The Sculptor's Knife: Chapter 2.1

by redvictory

The quilt was emerging from the wood nicely. The patterns I had planned weren’t perfect. Drawing wasn’t my strong suit. But with the three-dimensional aspect of the wood I could salvage the designs. That was where my skill lied.

I had brought my tools to my room before I had gone to sleep. This morning I opened my shutters and, pushing bedhead and cowlicks aside, went to work, littering wood shavings over my clay-stained sheets. Early to bed and early to rise, they say.

My room was cluttered with old pieces already. Some of them were finished, many weren’t. My work wasn’t well-planned. If I had an idea, I started it. If a piece slipped from my mind, which they often did, it lay forgotten and gathered dust.

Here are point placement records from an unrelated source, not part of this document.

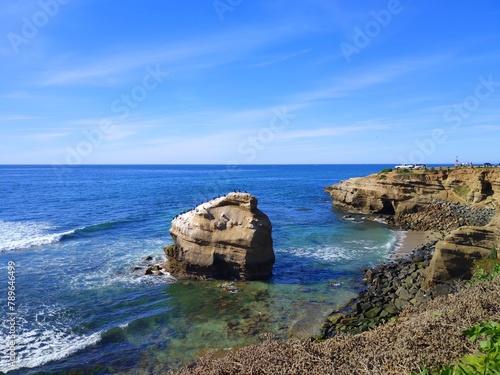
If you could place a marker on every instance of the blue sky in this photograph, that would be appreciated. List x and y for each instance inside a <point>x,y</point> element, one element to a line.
<point>242,82</point>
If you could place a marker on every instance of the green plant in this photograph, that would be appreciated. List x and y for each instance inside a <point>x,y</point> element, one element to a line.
<point>404,171</point>
<point>486,268</point>
<point>493,253</point>
<point>462,190</point>
<point>486,361</point>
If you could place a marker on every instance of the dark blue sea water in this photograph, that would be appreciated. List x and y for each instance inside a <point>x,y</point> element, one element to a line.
<point>75,237</point>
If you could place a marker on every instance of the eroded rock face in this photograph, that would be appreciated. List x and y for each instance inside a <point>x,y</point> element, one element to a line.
<point>455,255</point>
<point>461,202</point>
<point>226,238</point>
<point>424,200</point>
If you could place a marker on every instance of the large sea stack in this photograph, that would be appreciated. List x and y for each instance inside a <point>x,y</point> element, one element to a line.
<point>225,238</point>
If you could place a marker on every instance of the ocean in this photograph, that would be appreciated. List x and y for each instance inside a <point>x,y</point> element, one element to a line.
<point>70,239</point>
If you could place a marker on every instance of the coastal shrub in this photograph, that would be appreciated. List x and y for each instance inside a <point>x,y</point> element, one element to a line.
<point>485,270</point>
<point>486,361</point>
<point>493,253</point>
<point>462,190</point>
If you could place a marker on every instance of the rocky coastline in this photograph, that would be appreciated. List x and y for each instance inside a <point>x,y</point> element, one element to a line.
<point>389,288</point>
<point>402,317</point>
<point>422,202</point>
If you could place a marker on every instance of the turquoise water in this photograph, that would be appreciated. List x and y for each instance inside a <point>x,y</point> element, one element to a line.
<point>74,238</point>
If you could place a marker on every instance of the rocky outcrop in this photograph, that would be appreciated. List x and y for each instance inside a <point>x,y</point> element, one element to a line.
<point>411,197</point>
<point>455,255</point>
<point>460,201</point>
<point>225,238</point>
<point>390,287</point>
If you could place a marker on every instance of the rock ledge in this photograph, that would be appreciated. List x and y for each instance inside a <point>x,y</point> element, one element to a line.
<point>225,238</point>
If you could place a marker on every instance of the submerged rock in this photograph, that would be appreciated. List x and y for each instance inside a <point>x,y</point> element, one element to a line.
<point>225,238</point>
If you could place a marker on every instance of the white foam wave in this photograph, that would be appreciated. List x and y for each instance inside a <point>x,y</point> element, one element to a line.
<point>327,253</point>
<point>118,269</point>
<point>23,235</point>
<point>37,347</point>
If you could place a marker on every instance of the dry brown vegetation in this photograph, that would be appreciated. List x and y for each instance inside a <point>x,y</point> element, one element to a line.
<point>430,334</point>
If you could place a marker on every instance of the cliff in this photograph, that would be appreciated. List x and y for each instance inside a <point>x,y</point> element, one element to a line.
<point>225,238</point>
<point>461,202</point>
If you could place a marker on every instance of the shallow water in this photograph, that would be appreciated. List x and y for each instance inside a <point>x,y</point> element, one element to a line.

There were also sculptures hidden around the house. Not in places where my parents would see them and scold me for making a mess, just unused shelves and cabinets with doors that stuck too much to allow for easy, daily use. A few of my found-object pieces were stored in caches at the fringes of the woods behind my house like dirty magazines from the 80’s. That wasn’t ideal. I only put things that were sturdy and easily-washed outside, like plastic. I don’t know why I care about that. I don’t have room to display them anywhere even if I wanted to. Cleaning my sculptures would be as pointless as preservation already was. Yet, I refused to allow any of my pieces to become unrecoverable.

Time ate away at the morning like my tools ate away at the wood. Slowly, but steadily, and not in any way that I could measure. Suddenly, my alarm broke me out of my stupor. I put my tools on my nightstand, counting them twice, then three times, to make sure none were hidden in my pile of sheets. I left the sculpture where it was.

Getting ready was routine. I noticed that the sole of my shoe was starting to wear through. I could dig my finger into the heel, which was apparently hollow. Cheap. I looked at my old pair of shoes, faded and word, then to the cabinet that held the duct tape. Old shoes. Duct tape. I went to the cabinet.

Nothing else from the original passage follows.